El bien común comporta
tres elementos esenciales:
a) el respeto y
la promoción de los derechos fundamentales de la persona;
b) la prosperidad,
o el desarrollo de los bienes espirituales y temporales de la sociedad;
c) la paz y la
seguridad del grupo y de sus miembros.
IGUALDAD Y
DIFERENCIAS ENTRE LOS HOMBRES
Creados a imagen
de Dios, y dotados de un alma racional, todos los seres humanos poseen una
misma naturaleza y una misma dignidad. La igualdad se deriva de su dignidad
personal y de los derechos que dimanan de ella.
Ciertamente hay
diferencias entre las personas en sus capacidades físicas, en sus aptitudes
intelectuales o morales, en las circunstancias de que cada uno se pudo
beneficiar, en la distribución de las riquezas, etc.
Estas
diferencias pertenecen al plan de Dios, pues quiere que quienes disponen de
talentos particulares comuniquen sus beneficios a los que los necesiten.

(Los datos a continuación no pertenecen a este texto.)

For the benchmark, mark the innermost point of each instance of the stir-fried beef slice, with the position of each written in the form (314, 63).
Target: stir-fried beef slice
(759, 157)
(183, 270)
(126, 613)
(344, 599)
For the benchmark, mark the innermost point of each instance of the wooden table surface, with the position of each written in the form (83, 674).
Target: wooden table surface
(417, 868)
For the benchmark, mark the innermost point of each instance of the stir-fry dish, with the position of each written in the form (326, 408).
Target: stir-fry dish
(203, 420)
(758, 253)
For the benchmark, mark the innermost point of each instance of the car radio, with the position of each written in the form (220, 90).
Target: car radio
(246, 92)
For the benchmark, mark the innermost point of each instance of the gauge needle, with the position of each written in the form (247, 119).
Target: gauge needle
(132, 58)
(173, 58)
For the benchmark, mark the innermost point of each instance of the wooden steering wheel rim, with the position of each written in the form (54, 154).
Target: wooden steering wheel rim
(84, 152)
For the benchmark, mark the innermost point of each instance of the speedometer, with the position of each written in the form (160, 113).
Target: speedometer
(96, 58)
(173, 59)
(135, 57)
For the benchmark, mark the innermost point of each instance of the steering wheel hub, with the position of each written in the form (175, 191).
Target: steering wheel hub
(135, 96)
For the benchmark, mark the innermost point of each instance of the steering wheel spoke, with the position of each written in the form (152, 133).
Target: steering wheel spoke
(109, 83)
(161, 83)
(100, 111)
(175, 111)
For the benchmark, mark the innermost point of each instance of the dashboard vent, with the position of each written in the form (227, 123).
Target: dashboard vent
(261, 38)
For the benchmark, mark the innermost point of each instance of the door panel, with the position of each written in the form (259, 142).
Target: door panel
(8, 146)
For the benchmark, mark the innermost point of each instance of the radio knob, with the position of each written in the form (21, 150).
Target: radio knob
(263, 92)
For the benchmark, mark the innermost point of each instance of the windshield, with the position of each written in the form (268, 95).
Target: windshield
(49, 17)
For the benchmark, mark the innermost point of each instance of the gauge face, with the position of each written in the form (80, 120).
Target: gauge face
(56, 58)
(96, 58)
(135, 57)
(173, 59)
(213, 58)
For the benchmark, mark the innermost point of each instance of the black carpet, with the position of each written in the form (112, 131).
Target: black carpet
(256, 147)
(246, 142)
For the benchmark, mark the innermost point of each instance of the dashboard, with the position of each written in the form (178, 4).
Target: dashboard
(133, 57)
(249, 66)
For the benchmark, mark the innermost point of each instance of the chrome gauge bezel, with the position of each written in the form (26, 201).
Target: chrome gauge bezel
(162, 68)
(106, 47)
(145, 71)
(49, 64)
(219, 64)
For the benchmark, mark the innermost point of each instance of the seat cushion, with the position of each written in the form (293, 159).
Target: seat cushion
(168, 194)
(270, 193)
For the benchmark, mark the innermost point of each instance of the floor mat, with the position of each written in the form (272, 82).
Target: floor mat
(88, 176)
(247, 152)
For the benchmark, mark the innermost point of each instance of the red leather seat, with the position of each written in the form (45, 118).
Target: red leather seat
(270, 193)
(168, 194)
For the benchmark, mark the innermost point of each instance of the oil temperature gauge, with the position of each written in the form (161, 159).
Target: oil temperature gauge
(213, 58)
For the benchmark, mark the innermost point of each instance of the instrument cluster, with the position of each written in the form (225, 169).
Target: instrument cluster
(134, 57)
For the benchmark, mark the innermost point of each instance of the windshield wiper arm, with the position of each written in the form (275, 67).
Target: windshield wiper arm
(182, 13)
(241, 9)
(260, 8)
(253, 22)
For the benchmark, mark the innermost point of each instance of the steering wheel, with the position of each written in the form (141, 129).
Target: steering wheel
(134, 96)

Las
diferencias alientan, y con frecuencia obligan, a las personas a ser magnánimas
y generosas.
Existen también
desigualdades escandalosas que afectan a millones de hombres y mujeres. Están
en abierta contradicción con el evangelio, porque se oponen a la justicia
social, a la dignidad de la persona humana, y también a la paz social e
internacional.
El principio
de solidaridad es una exigencia directa de la fraternidad humana; se
manifiesta en primer lugar en la distribución de bienes y la remuneración del
trabajo. Supone también el esfuerzo en favor de un orden social más justo, en
el que las tensiones encuentren más fácilmente una salida negociada.
EL COMPROMISO
SOCIAL DEL CREYENTE
Como cualquier
otro ciudadano, el creyente puede y debe participar en los colegios
profesionales (médicos, farmacéuticos, de arquitectos, economistas, etc),
partidos políticos y sindicatos, ONG’s, asociaciones ecologistas, agrupaciones
artísticas y culturales, sociedades recreativas y deportivas, asociaciones de
vecinos, etc. Desde esas instituciones se ordenan mejor esas realidades
temporales hacia el bien común.
Cada persona –y
concretamente el creyente- habrá de involucrarse en la medida de sus
posibilidades, capacidades e intereses personales, etc., sin ignorar la
responsabilidad que le corresponde en los temas más fundamentales: las leyes
relativas a la educación, a la familia, y a la justa distribución de los
bienes, la vivienda y el trabajo.
Es demagógico y
falso el argumento de que el cristiano no debe tomar parte en las instituciones
porque obedece a un modo de pensar no libre ni democrático, en definitiva, no
laico.
Porque al Estado
y sus instituciones no le corresponde la promoción del laicismo, pues supone
una determinada toma de postura ideológica sobre la separación entre la
religión y la sociedad civil. La Iglesia católica también promueve una
separación entre Iglesia y Estado, pero no entre religión y sociedad.
El Estado, como
tal, no es “deportista”, pero promueve el deporte, sobre todo aquellas
modalidades que más arraigo tienen entres sus ciudadanos. De la misma manera,
el Estado no es “artista”, pero impulsa la creación artística, sobre todo
aquella más relacionada con su pueblo.
Lo mismo debe
hacer con la religión. El Estado
es aconfesional, peor puede favorecer que los ciudadanos practiquen la religión
que deseen.
Los estudios
sociológicos señalan que hoy los jóvenes son especialmente refractarios a
pertenecer a instituciones; se adivina en esa actitud un cierto miedo a comprometerse
establemente, a ser identificados, caracterizados, etc.
Pues bien, el
miedo, sea del tipo que sea, nunca es buen consejero.